ZWEITER: Gewiß; denn er ist die Lehre und das Gesetz.

ERSTER (allein): Er darf nicht auferstehen. Er wird wieder gekreuzigt werden.

Herr, ich flehe, nimm furchtbare Auferstehung und die drohende Erfüllung des Messias von uns. Herr, auferstehe uns nicht, denn der Kreis unserer Tage wäre durch irres Wunder zerrissen, und wir würden gegen uns selbst gestellt.

Herr Jesus, erlaube uns zu sterben und unser Leben zu enden. Herr, zwinge uns nicht, die Bahn unseres Elends zurückzurollen, sondern gib uns Müden die ewige Ruhe.

(Er ist einer der Leute, die aus Ekel vor sich selbst den Leichnam Jesi vertauschen werden.)


AM GRABE.

MARIA: Also, er aufersteht diese Nacht. Was mein Sohn alles erleiden muß. Gerade er.

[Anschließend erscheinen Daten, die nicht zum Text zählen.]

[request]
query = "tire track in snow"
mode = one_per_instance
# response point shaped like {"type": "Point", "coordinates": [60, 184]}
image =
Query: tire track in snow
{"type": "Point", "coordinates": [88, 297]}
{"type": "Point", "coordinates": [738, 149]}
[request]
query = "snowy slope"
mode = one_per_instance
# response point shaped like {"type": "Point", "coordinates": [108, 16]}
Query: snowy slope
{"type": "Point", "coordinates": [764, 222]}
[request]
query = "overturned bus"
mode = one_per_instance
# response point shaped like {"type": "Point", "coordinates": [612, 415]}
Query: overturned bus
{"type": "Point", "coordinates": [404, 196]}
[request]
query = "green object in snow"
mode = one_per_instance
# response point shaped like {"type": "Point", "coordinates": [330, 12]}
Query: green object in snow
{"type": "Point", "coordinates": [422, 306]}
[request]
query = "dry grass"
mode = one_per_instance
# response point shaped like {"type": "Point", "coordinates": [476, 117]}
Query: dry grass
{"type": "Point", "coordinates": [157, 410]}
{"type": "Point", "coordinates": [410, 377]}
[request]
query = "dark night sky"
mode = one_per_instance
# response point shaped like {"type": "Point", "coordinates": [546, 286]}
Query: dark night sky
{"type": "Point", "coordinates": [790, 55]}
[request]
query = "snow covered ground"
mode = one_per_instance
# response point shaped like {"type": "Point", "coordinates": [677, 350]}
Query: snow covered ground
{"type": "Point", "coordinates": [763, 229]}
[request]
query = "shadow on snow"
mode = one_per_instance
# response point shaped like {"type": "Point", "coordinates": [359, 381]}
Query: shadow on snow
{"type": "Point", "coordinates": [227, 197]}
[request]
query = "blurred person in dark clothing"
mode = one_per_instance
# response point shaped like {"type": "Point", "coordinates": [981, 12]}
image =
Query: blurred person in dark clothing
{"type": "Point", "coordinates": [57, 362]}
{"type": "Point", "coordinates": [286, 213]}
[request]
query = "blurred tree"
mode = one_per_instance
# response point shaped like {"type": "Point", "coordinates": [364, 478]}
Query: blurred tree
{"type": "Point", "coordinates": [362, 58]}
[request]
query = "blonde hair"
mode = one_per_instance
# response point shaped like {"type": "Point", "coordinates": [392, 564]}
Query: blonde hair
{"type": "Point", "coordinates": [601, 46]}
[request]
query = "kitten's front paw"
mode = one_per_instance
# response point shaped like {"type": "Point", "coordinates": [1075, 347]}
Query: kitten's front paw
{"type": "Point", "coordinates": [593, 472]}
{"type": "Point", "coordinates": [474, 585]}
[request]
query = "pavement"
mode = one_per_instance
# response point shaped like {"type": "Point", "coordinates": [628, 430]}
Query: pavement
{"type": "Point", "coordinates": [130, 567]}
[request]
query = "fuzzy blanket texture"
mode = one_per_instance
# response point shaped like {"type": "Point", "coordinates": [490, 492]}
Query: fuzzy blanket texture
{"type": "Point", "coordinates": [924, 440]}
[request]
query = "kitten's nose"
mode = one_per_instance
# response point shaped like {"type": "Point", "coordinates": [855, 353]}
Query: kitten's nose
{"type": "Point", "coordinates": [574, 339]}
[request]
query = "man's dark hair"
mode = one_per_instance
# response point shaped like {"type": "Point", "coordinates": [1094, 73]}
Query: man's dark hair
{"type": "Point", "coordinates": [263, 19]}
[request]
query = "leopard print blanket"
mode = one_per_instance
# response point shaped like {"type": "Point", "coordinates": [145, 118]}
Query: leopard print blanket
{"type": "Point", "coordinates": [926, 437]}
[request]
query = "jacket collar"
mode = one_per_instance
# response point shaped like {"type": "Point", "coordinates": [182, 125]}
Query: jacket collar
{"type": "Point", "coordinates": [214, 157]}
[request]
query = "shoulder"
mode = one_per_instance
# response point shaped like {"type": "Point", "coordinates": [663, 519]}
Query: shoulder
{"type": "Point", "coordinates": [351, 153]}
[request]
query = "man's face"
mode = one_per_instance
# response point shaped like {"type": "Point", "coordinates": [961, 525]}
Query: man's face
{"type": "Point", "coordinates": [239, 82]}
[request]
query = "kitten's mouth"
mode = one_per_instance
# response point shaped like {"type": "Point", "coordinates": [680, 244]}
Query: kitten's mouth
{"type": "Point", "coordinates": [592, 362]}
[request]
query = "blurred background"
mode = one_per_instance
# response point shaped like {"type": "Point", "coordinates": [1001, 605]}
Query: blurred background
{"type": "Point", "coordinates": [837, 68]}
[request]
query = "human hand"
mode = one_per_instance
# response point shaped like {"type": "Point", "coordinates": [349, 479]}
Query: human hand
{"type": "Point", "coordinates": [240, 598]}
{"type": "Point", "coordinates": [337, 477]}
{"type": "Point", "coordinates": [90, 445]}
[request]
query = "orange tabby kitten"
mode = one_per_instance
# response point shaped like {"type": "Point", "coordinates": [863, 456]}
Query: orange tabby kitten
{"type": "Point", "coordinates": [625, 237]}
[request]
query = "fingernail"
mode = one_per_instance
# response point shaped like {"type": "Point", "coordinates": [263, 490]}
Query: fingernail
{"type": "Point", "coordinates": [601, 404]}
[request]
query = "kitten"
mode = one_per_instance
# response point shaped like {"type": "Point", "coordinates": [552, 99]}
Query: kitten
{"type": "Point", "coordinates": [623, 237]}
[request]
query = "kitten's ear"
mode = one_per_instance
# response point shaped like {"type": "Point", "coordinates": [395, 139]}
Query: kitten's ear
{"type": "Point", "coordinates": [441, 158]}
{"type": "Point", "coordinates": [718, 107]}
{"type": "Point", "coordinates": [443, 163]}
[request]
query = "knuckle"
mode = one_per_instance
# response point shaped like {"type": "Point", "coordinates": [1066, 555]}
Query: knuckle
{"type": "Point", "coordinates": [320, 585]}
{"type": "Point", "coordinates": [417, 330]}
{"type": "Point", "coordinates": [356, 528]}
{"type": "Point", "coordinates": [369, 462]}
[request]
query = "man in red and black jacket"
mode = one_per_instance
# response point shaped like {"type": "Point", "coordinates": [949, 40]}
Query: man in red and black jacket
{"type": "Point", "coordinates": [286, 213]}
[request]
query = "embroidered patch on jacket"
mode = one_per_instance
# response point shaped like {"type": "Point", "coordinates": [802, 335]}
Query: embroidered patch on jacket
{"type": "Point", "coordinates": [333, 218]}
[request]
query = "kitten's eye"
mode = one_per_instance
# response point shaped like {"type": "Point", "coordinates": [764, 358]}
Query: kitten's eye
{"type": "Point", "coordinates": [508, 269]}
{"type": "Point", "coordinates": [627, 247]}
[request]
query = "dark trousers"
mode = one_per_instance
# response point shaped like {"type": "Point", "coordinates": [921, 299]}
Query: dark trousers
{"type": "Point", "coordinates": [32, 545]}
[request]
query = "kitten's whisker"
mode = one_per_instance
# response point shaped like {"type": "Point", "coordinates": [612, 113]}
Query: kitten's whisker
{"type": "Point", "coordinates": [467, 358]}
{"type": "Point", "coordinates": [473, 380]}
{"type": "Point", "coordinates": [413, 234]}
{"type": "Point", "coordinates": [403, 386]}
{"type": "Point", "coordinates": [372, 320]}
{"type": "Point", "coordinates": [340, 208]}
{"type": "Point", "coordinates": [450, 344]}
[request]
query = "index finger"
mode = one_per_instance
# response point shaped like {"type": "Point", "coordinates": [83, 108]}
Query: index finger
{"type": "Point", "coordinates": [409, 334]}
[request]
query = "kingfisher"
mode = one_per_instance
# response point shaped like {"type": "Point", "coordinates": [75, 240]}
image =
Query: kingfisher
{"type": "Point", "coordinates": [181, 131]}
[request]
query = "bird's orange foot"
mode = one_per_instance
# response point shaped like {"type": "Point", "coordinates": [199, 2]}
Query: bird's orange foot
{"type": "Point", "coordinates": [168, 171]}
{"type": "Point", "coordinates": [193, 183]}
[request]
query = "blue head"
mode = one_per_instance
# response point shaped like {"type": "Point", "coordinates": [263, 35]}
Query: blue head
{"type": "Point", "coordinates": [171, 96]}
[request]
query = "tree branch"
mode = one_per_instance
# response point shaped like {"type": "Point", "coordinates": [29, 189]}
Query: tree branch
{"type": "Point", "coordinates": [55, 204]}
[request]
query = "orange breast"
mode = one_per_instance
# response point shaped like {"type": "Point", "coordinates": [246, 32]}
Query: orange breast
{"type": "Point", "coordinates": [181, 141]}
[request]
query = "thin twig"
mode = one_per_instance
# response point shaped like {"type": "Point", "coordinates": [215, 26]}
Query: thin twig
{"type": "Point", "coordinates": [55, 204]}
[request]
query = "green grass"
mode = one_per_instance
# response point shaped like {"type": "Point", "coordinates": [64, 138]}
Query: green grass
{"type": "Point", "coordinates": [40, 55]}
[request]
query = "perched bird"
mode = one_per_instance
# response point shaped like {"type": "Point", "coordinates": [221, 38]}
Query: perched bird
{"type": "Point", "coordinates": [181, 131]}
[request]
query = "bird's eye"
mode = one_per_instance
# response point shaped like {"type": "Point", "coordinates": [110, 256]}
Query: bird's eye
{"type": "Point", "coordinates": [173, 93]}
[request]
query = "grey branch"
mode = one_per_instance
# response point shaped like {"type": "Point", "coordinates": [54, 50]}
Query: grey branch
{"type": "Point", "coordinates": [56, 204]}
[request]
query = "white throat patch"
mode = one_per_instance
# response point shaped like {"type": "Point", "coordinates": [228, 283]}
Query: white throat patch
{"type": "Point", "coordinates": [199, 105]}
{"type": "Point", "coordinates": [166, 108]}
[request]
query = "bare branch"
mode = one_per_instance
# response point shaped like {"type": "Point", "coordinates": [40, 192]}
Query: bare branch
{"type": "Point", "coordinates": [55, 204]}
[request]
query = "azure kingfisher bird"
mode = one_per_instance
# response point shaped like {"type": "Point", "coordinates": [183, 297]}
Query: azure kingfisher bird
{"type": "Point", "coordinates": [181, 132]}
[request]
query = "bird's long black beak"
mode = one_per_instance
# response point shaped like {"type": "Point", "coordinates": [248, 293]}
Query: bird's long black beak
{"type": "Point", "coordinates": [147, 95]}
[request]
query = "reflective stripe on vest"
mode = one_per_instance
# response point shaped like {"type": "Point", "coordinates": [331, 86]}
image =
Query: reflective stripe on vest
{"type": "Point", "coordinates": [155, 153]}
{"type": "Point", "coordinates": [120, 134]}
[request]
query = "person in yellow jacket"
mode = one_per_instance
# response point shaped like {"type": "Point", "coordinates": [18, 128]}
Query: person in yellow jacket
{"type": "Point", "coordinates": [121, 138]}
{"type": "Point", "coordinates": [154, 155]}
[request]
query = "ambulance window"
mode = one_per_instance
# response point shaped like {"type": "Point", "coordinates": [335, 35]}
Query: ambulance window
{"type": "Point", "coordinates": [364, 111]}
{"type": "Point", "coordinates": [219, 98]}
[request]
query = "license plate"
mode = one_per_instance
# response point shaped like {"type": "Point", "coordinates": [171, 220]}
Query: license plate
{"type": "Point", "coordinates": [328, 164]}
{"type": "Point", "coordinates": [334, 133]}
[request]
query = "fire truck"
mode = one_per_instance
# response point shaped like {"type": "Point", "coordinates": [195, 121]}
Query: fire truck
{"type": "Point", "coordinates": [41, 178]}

PAULUS: In dieser Nacht erschlage ich mit einem geschundenen Leichnam die mürbe Erde.

MARIA: }

} O Gott! Jesus!

JOHANNES: }

PETRUS: Habt ihr hingesehen?

JOHANNES: Wir wagten es nicht; wir zogen die Mäntel über die Köpfe.

PETRUS: Verrückt, verrückt!

MARIA: Bitte, was paßt dir nicht?

PETRUS: Was mir nicht paßt? Jesus auferstand nicht. Er liegt totenruhig im Grab.

MARIA: Ah, du willst meinen Jungen verleugnen wie an der Treppe.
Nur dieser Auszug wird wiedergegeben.